MAGISTRADOS ILMOS. Sres:
D. CARLOS BERMÚDEZ RODRÍGUEZ
D. RAFAEL MARÍA MEDINA Y ALAPONT
D. JUAN MOLINS GARCÍA ATANCE
En Zaragoza, a veintisiete de noviembre de dos mil quince.
La Sala de lo Social del Tribunal Superior de Justicia de Aragón, compuesta por los Sres. indicados al margen y presidida por el primero de ellos, pronuncia en nombre del REY esta
S E N T E N C I A
En el recurso de suplicación núm. 730 de 2015 (Autos núm. 658/2014), interpuesto por la parte demandante ISS FACILITY SERVICES SA, contra la sentencia dictada por el Juzgado de lo Social número 1 de Zaragoza, de fecha 2 de julio de 2015 ; siendo demandados INSS y Dª Matilde , sobre recargo de prestaciones accidente de trabajo. Ha sido ponente el Ilmo. Sr. D. RAFAEL MARÍA MEDINA Y ALAPONT.
Antecedentes
PRIMERO .- Según consta en autos, se presentó demanda por ISS Facility Services SA, contra INSS, Dª Matilde y TGSS (desistida), sobre recargo de prestaciones accidente de trabajo, y en su día se celebró el acto de la vista, habiéndose dictado sentencia por el Juzgado de lo Social nº 1 de Zaragoza, de fecha 2 de julio de 2015 siendo el fallo del tenor literal siguiente:
'Que debo tener y tengo por DESISTIDA a la parte actora de su pretensión contenida en la demanda formulada frente a la TESORERÍA GENERAL DE LA SEGURIDAD SOCIAL; y
Que DESESTIMANDO la demanda interpuesta por la entidad la entidad 'ISS FACILITY SERVICES S.A.', frente al INSTITUTO NACIONAL DE LA SEGURIDAD SOCIAL, y frente a Dña. Matilde , debo absolver y absuelvo a las citadas demandadas de las pretensiones deducidas frente a ella en el escrito de demanda'.
SEGUNDO .- En la citada sentencia y como hechos probados se declararon los del tenor literal:
'1º.- Dña. Matilde , con NIE nº NUM000 , y afiliada a la Seguridad Social con el nº NUM001 , Régimen General, inició la prestación de servicios como limpiadora para la empresa actora 'ISS Facility Services S.A.', dedicada a la actividad económica de limpieza de edificios y locales, el 13.05.2008. Todo ello, en virtud de contrato de trabajo temporal, por obra o servicio determinado, a tiempo parcial (25 horas semanales) inicialmente, y desde el 1.06.2010 a tiempo completo.

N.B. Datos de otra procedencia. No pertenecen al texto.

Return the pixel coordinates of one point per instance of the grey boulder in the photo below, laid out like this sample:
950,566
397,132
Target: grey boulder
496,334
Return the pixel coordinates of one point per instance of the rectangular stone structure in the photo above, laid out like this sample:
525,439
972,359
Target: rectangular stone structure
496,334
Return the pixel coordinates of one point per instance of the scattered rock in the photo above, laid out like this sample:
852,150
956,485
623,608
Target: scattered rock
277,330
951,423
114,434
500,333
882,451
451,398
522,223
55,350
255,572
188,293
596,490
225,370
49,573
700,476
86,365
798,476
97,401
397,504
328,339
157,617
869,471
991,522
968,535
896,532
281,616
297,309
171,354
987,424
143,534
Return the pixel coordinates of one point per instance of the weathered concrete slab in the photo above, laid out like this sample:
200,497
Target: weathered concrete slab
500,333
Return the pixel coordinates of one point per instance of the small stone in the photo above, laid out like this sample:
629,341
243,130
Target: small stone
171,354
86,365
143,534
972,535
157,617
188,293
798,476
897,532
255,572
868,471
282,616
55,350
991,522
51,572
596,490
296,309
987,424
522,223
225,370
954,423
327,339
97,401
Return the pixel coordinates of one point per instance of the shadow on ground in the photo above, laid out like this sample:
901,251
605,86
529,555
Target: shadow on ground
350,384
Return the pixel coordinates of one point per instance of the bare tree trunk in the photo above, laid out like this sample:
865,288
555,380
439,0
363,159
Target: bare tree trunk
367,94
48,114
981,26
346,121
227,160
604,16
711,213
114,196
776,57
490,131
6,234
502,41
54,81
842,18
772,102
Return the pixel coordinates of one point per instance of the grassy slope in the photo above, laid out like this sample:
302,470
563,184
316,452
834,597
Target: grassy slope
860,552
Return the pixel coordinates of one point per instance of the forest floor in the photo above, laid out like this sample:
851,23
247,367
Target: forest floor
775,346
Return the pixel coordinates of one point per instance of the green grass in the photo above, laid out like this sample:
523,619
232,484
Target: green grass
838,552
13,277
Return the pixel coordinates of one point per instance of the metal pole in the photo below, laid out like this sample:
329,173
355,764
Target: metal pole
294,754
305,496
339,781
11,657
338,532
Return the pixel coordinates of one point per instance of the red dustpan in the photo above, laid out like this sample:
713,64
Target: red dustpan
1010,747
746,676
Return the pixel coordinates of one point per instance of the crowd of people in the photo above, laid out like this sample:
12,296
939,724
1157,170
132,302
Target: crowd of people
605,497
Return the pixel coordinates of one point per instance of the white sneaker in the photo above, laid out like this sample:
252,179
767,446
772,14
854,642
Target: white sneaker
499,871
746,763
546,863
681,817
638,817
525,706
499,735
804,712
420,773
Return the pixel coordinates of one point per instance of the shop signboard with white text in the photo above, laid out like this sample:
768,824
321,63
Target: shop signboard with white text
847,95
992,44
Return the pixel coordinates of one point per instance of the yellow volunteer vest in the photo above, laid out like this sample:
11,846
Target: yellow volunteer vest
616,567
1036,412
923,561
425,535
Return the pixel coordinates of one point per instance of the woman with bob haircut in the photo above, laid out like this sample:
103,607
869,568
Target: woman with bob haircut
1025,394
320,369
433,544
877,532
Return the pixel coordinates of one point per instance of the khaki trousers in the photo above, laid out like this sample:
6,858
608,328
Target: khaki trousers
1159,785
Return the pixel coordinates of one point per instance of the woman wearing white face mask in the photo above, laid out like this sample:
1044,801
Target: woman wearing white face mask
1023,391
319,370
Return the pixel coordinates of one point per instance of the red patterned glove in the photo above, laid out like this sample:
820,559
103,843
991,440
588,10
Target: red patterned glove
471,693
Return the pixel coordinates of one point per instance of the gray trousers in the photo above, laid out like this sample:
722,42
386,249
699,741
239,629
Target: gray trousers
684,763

2º.- La citada Sra. Matilde prestaba sus servicios en las instalaciones de la empresa 'Aves Nobles y Derivados S.L.', que se dedica al procesado y conservación de carne y elaboración de productos cárnicos, en la zona de producción, y una de la tareas que ejecutaba era la de echar agua al suelo con una manguera para retirar los restos de productos cárnicos, deviniendo inevitable que el suelo se hallara resbaladizo, lo que hacía preciso utilizar calzado antideslizante adecuado, calzado que la empresa sí había proporcionado a la trabajadora.
3º.- En las instalaciones 'Aves Nobles y Derivados S.L.' prestan servicios unos ocho trabajadores de la actora, con distintas zonas de trabajo en el centro, y existiendo alguna zona de trabajo en la que no hay en el suelo restos de cárnicos ni se hace necesario realizar la limpieza echando al suelo agua con una manguera.
4º.- La trabajadora Sra. Matilde permaneció en situación de IT entre el 9.04.2012 y el 3.12.2012, como consecuencia de una operación de cadera, situación que era conocida por las superiores de la trabajadora. La actora había sido sometida a intervención quirúrgica para colocación de prótesis total de cadera, por presentar displasia bilateral de caderas.
5º.- Tras la baja referida, no se sometió a la demandante, por parte de la empresa, a reconocimiento médico alguno.
6º.- Sobre las 19:00 horas del día 1.04.2013, Dña. Matilde realizaba su trabajo en la zona de producción de Aves Nobles y Derivados S.L., manejando una manguera de agua con la que retiraba los restos del suelo. En un momento dado, la trabajadora tropezó con la manguera y cayó al suelo, golpeándose en la cadera, y no pudiendo incorporarse hasta que le ayudaron a levantarse, dada su intervención de cadera. En el momento del accidente la actora sí llevaba el calzado de seguridad adecuado que le había proporcionado la empresa.
7º.- A raíz del accidente referido Dña. Matilde sufrió lesiones por las que siguió el correspondiente proceso de IT desde el 1.04.2013 hasta el 23.10.2013.
8º.- Iniciadas actuaciones por parte de la Inspección de Trabajo de Zaragoza, se levantó a la empresa actora acta de infracción nº NUM002 , que consta en autos, y cuyo contenido se da aquí por reproducido, y en la que, tras las investigaciones realizadas, el Inspector concluye que el suceso se produce con infracción de lo dispuesto en el art. 37.3.b) 2º del Real Decreto 39/1997, de 17 de enero , por el que se aprueba el Reglamento de los Servicios de Prevención, y el art. 22.1 de la ley 31/95 de 8 de noviembre de prevención de riesgos laborales, en relación con el art. 14.2 y el art. 25.1 de la misma ley y constituyen una infracción tipificada como grave en el art. 12.2 del RD legislativo 5/2000 de 4 de agosto, apreciada en su grado medio, proponiendo una sanción para la empresa 'ISS Facility Services S.A.' de 9.000 €. Por resolución de la Directora del Servicio Provincial de Economía y Empleo de 28.03.2014 se impuso a la empresa sanción por importe de 2.046 €, apreciando la infracción en su grado mínimo. La resolución es firme.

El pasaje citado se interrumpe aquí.